No doubt the rodomontades of the virtuous were often overstated and the plague blamed for much for which it was not responsible. Hoeniger for one has suggested that ‘the low state of morals belonged to the period and was no worse after the epidemic than before’.{519} But this cannot be the whole answer, nor was it only the impressionable contemporary chronicler who has recorded the phenomenon. In her study of Orvieto, Dr Carpentier has found ample evidence that the Black Death was followed by an immediate and sharp decline in public morality. There were many more cases of maltreatment of orphans, more people carried arms, the strict rules governing female dress were relaxed and there was a considerable increase in the number of prosecutions and convictions for every kind of crime.{520}

Such self-indulgence strikes one today as a curiously illogical reaction to the disaster which had been so painfully survived.
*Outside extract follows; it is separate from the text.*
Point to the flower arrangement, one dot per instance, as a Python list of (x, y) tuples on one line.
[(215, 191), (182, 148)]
Medieval man in 1350 and 1351 believed without question that the Black Death was God’s punishment for his wickedness. This time he had been spared but he could hardly hope for such indulgence to be renewed if his contumacious failure to mend his ways stung God into a second onslaught. The situation, with sin provoking plague and plague generating yet more sin, seemed to have all the makings of a uniquely vicious circle, a circle from which he could only hope to escape by a drastic mending of his ways. Yet, undeterred, he continued on his wicked course against a background of apocalyptic mutterings prophesying every kind of doom.
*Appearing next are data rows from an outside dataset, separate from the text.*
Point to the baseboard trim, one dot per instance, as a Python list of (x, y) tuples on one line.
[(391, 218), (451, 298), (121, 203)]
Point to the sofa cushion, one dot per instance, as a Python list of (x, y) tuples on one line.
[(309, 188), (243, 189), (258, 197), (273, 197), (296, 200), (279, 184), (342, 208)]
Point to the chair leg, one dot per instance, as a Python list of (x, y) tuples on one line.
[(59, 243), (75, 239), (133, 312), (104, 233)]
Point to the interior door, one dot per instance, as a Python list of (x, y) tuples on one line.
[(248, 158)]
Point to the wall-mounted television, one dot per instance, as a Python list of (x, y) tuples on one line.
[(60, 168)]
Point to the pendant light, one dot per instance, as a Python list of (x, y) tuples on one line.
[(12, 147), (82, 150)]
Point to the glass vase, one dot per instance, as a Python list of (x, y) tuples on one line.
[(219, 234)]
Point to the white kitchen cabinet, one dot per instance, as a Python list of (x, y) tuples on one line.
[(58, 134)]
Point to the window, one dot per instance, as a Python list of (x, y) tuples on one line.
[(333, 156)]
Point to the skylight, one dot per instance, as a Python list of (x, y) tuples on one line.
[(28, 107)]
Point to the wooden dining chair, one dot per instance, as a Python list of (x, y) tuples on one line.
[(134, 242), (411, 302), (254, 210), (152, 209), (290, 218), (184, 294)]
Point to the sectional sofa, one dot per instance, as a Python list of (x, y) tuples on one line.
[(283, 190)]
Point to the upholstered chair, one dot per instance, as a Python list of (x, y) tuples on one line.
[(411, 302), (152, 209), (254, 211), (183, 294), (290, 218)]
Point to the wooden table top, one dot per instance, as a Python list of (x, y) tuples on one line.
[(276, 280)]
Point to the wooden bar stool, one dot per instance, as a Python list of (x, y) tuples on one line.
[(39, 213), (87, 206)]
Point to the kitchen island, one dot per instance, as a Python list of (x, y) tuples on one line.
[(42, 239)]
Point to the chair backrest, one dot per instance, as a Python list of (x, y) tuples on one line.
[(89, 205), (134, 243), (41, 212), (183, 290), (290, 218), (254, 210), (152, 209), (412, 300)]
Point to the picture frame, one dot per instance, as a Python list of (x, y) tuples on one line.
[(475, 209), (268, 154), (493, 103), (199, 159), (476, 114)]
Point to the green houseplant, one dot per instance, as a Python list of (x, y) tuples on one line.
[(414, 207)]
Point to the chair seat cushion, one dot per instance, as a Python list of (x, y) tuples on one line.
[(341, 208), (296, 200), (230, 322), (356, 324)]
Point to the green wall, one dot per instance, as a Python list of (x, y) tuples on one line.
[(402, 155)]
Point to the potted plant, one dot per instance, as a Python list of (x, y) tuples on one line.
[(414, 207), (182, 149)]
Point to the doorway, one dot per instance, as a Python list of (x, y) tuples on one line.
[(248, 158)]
In spite of the diatribes of Matteo Villani and the more prosaic statistics of Dr Carpentier it is difficult to take altogether seriously the sins of the post-plague generation. Laxness there certainly was, but it was the laxness which comes through relief from almost intolerable tension and the enjoyment of more money than one has been used to spending. In a stimulating essay, Mr J. W. Thompson has drawn an interesting if sometimes strained analogy between the reactions of the population after the Black Death and after the Great War of 1914–18.{521} In both cases he finds the same complaints about the immorality and instability of those who survived. The gloomy relish with which their conduct was denounced can be matched in the Naples of 1944, the Paris of 1815 or, indeed, in almost any situation where human beings recuperate from some extensive disaster. The decline in morality should not be ignored but nor should it be imagined that the Europeans who survived the Black Death had any very special attributes in the way of wickedness.
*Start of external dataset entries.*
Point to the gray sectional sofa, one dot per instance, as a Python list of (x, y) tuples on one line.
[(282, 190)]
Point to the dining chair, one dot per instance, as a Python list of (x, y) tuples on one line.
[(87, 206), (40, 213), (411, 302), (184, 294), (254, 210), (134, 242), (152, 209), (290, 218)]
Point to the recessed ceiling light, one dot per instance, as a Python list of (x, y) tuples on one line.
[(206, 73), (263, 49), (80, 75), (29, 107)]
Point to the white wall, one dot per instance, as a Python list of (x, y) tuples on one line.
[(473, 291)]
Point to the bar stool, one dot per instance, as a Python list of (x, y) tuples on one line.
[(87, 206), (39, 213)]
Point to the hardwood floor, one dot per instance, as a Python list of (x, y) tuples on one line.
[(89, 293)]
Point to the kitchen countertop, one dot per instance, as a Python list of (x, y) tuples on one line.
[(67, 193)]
Nevertheless, no society could endure the punishment which the plague had meted out and emerge without serious strains. One sign of this, already mentioned, was the damage done to the relationship between priest and laic; another, the tension that arose between different groups within society, in particular between rich and poor. Renouard has examined the result of this in France.{522} In the country, he says, the landowner was generally impoverished while the lot of the peasant, on the whole, improved. An up-and-coming peasantry clashed with an impoverished ruling class which sought to regain its former prosperity at the expense of its tenants. In the cities the situation was very different. Here the laws of inheritance ensured that those who survived among the rich accumulated still greater fortunes while the poor, with nothing to inherit, were economically no better off. A newly rich bourgeoisie joyfully oppressed a defenceless proletariat In the countryside the gap between rich and poor narrowed, in the cities it widened; in both cases relations deteriorated as a result. The second half of the fourteenth century in France was peculiarly rich in social disorder and the scars left by the Black Death were at least in part responsible for the rural insurrection of Jacques in 1358 and of Tuchins in 1381, and for the risings of the weavers in Ghent in 1379, of the Harelle at Rouen in 1380 and of the Maillotins in Paris in 1382.